TV Luv Kush

The cast and crew of “Luv Kush” had to be evacuated from a remote location in Kashmir and brought back to Mumbai. (photo provided)

MUMBAI—Late on the night of June 11, the cast and crew of “Luv Kush,” one of the premium shows to be aired on television, had to be evacuated from a remote location in Kashmir and brought back to Mumbai.

For this story set in Ayodhya, the birthplace of God Ram, the makers were contemplating shooting at real locations in Faizabad district of Uttar Pradesh. But they instead picked a few of the exotic and remotest villages of Kashmir for a month-long schedule that was brought to a standstill in an unfortunate turn of events.

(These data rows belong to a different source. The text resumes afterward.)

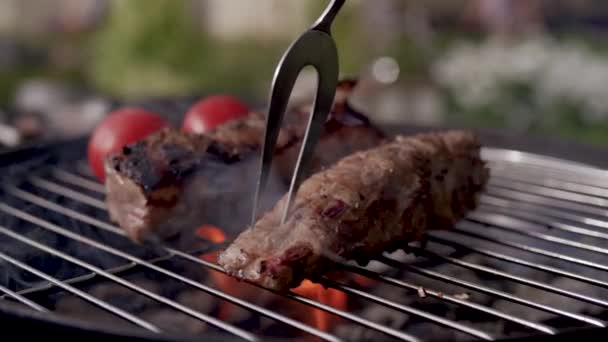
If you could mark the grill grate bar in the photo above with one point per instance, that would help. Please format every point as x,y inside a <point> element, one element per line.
<point>260,310</point>
<point>21,299</point>
<point>544,201</point>
<point>521,280</point>
<point>557,183</point>
<point>503,194</point>
<point>541,211</point>
<point>518,261</point>
<point>81,294</point>
<point>491,291</point>
<point>448,298</point>
<point>343,314</point>
<point>105,226</point>
<point>543,221</point>
<point>530,249</point>
<point>407,309</point>
<point>128,284</point>
<point>90,220</point>
<point>548,192</point>
<point>512,225</point>
<point>540,172</point>
<point>532,160</point>
<point>68,212</point>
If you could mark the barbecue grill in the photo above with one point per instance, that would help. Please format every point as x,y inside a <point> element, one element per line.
<point>531,261</point>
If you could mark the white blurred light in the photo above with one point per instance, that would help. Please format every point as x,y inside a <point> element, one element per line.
<point>385,70</point>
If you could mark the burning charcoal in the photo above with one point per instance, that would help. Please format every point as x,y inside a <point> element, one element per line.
<point>377,313</point>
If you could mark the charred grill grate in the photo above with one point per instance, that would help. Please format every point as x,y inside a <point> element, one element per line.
<point>530,258</point>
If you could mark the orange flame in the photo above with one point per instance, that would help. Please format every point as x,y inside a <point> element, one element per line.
<point>321,319</point>
<point>317,318</point>
<point>221,280</point>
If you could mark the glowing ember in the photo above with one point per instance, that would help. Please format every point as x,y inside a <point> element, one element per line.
<point>321,319</point>
<point>226,283</point>
<point>317,318</point>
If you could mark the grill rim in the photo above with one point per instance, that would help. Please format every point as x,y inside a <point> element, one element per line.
<point>23,320</point>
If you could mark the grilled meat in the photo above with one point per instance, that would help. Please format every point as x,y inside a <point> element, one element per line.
<point>171,181</point>
<point>369,202</point>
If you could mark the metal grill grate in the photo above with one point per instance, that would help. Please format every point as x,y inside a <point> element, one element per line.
<point>541,219</point>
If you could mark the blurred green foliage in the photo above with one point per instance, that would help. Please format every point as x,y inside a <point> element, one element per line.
<point>151,48</point>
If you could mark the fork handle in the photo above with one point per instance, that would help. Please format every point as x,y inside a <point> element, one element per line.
<point>325,20</point>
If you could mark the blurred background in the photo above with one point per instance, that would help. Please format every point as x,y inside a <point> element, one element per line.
<point>527,66</point>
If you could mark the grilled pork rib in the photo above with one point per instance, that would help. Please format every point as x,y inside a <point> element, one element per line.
<point>171,181</point>
<point>370,202</point>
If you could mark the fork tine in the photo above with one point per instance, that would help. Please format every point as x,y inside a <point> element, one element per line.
<point>282,85</point>
<point>327,81</point>
<point>316,48</point>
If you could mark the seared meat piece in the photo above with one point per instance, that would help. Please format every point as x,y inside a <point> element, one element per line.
<point>172,181</point>
<point>370,202</point>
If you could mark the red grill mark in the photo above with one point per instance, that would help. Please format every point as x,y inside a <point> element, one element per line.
<point>334,210</point>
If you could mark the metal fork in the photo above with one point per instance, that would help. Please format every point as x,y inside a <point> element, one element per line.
<point>316,48</point>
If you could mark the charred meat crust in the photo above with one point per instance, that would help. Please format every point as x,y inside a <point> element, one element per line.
<point>168,179</point>
<point>370,202</point>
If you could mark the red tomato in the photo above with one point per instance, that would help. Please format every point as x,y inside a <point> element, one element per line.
<point>212,111</point>
<point>119,128</point>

Creative director Siddhartha Tewatiya, who was an eyewitness, shares their ordeal. “With the ongoing political tension in the valley and also the killing of a mastermind terrorist a few weeks ago, we were mentally prepared to play it safe, and to our surprise, the locals had been the kindest. But this incident took us completely by surprise. We were to shoot one of the most crucial scenes involving Lord Ram’s chariot and had arranged for 25 horses. It was late afternoon, and while shooting on a mountain top that was inaccessible by road, we saw a couple of teenage boys approaching, and then asking us to stop shooting. Our local line producer tried to reason with them, and we believed the situation was under control until a couple of minutes later we were surrounded by over 50 of them ready to pelt stones. We were saved as the Central Reserve Police Force (CRPF) reached us in time and rescued us.”

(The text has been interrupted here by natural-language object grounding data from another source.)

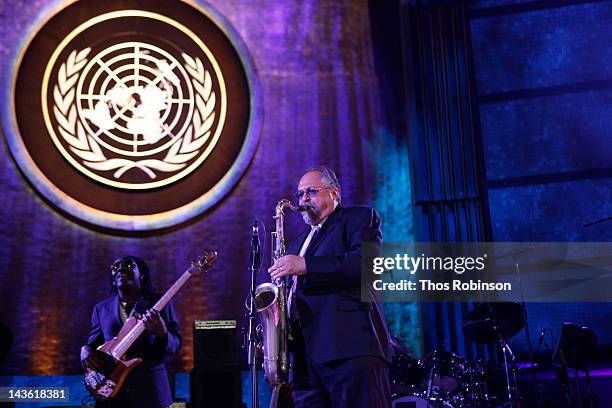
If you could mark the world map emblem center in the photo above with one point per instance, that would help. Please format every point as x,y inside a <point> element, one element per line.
<point>132,115</point>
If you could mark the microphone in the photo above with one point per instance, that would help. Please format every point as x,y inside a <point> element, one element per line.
<point>255,247</point>
<point>541,338</point>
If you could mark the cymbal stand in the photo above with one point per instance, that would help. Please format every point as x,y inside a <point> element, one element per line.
<point>509,357</point>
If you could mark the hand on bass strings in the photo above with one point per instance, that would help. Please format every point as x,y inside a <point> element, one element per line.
<point>93,361</point>
<point>154,323</point>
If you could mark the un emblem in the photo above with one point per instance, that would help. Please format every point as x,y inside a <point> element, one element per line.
<point>134,116</point>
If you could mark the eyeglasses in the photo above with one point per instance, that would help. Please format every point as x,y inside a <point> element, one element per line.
<point>125,263</point>
<point>311,191</point>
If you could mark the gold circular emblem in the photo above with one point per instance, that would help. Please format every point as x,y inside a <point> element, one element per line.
<point>132,115</point>
<point>133,107</point>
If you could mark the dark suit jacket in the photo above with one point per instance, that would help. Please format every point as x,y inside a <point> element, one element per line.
<point>147,385</point>
<point>334,322</point>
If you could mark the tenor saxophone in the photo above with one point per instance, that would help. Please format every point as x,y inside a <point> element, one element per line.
<point>271,304</point>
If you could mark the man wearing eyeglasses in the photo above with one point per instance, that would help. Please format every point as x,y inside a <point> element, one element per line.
<point>132,295</point>
<point>340,347</point>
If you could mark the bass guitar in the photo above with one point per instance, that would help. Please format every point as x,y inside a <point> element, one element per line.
<point>113,368</point>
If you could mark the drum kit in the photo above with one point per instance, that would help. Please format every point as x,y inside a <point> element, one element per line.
<point>445,380</point>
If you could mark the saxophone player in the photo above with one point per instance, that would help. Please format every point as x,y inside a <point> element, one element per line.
<point>340,348</point>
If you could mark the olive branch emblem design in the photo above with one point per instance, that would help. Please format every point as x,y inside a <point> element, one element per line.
<point>85,146</point>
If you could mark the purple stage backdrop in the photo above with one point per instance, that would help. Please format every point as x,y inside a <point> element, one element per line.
<point>321,104</point>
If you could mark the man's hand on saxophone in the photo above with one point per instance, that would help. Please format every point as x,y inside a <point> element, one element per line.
<point>288,265</point>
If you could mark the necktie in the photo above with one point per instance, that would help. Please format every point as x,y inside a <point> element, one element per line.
<point>293,312</point>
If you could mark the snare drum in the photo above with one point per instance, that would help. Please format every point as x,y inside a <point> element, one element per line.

“It was a horrifying experience. We had to film a very important scene and had flown a chariot, especially to the mountainous terrain. But we were asked by the producer to return immediately. We then moved towards Srinagar and took the first flight back home,” added Tewatiya.

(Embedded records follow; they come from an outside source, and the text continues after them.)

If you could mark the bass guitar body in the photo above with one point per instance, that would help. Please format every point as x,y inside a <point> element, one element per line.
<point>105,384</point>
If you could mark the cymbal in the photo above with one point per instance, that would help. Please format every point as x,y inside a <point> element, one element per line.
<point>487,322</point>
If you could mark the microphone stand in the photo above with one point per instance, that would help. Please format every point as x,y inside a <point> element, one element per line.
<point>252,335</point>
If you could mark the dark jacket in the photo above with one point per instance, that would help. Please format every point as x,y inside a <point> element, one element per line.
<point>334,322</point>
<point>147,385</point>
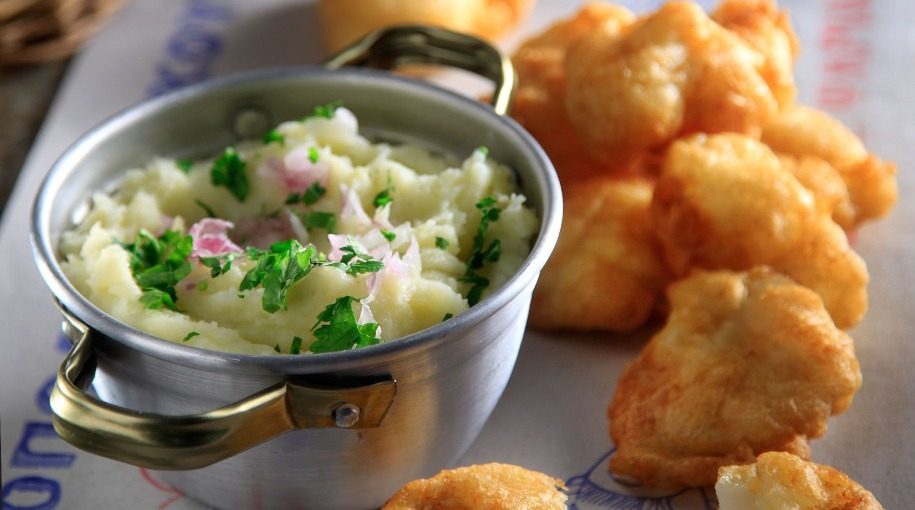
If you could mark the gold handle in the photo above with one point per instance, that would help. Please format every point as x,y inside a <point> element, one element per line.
<point>414,44</point>
<point>193,441</point>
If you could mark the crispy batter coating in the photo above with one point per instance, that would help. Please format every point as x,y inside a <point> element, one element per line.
<point>803,131</point>
<point>747,363</point>
<point>727,202</point>
<point>539,100</point>
<point>780,480</point>
<point>343,21</point>
<point>482,487</point>
<point>828,188</point>
<point>768,30</point>
<point>607,272</point>
<point>672,73</point>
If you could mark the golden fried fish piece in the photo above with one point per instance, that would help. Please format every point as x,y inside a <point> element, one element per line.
<point>482,487</point>
<point>768,30</point>
<point>727,202</point>
<point>607,272</point>
<point>344,21</point>
<point>672,73</point>
<point>747,363</point>
<point>539,99</point>
<point>803,131</point>
<point>780,480</point>
<point>828,188</point>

Producer-writer-director Siddharth Kumar Tewary is grateful to have his unit of 170 people back without any injuries. “The entire team travels and works with us on complete trust and faith, and we are responsible for them. Though there were assurances from different people for complete safety, there is no substitute to human life, and nothing more important. We have shot in Kashmir for a quite a few times over the last decade, but it’s never been like this ever. I thank the CRPF for coming in at the right time and ensuring the safety of our team.”

After interpreting the biggest epic “Mahabharat” for a new generation, Tewary, who is known for creating path-breaking premium shows on television, is gearing up to present the next biggest story ever told on Indian television, “Ramayan,” through the lens of Luv and Kush, twin sons born to Ram and Sita.